Silas fixed an incredulous, questioning stare upon his wife, and then
turned quickly toward his brother. As for Joseph, at first and for
several moments, he gave no sign that he had heard at all. Then he
slowly raised his eyes to his brother's face with a deliberate, cruel
gaze of contemptuous sarcasm and cold aversion. The first effect of this
great relief was to flood his mind with bitter wrath at those who had
done him the great wrong from which, no thanks to them, he had been
rescued.
Mrs. Kilgore hastily read aloud, in a breathless voice, the newspaper
account It seemed that two tramps had taken refuge in the barn from
the storm that had raged the night of the murder, and getting into some
quarrel before morning, one had stabbed the other and fled, only to be
captured two days later and confess everything. When Mrs. Kilgore ceased
reading, Joseph said:--
"It must be a great disappointment for you that they are not going to
hang me for it. I sincerely condole with you."

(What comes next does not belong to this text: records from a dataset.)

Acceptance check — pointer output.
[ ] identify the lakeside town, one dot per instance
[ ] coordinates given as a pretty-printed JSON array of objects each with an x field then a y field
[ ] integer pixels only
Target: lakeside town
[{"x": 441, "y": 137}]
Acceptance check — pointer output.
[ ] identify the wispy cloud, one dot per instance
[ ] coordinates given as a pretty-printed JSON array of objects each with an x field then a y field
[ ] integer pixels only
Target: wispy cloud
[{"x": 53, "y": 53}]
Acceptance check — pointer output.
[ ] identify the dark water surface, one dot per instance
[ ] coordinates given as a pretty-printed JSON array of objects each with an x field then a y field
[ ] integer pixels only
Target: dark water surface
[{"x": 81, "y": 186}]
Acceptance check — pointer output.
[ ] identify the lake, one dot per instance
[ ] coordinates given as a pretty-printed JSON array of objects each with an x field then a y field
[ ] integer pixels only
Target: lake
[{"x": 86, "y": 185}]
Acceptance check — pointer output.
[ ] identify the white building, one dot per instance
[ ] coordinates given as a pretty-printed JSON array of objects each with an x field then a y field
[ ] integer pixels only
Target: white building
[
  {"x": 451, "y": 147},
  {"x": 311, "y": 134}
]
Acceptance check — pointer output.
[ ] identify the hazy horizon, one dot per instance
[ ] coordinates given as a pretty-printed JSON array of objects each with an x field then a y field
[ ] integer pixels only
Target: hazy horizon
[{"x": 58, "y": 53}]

Mrs. Kilgore cried, "Oh, don't!" and Silas made a gesture of
deprecation, but both felt that Joseph had a right to revile them as he
chose, and they had no right to complain. But he, even while he could
not deny himself the gratification of a little cruel reproach, knew that
they were not to be blamed, that they had been as much the victims of
a fatality as himself, and that this was one of those peculiarly
exasperating wrongs which do not leave the sufferer even the
satisfaction of being angry. Soon he got up and walked across the room,
stretched himself, drew his hand over his forehead, and said:--
"I feel as if I had just been dug up after being buried alive."
At this sign of returning equanimity, Silas took courage and ventured to
say:--
"I know we 've been a pair of crazy fools, Joe, but you 're a little
to blame. What's made you act so queerly? You won't deny that you have
acted so?"
Joseph smiled,--one does n't appreciate the pure luxury of a smile
until he has been deprived of it for a while,--lit a cigar, sat down
with his legs over the arm of his arm-chair,--he had not indulged in an
unconstrained posture for two days,--and told his side of the story.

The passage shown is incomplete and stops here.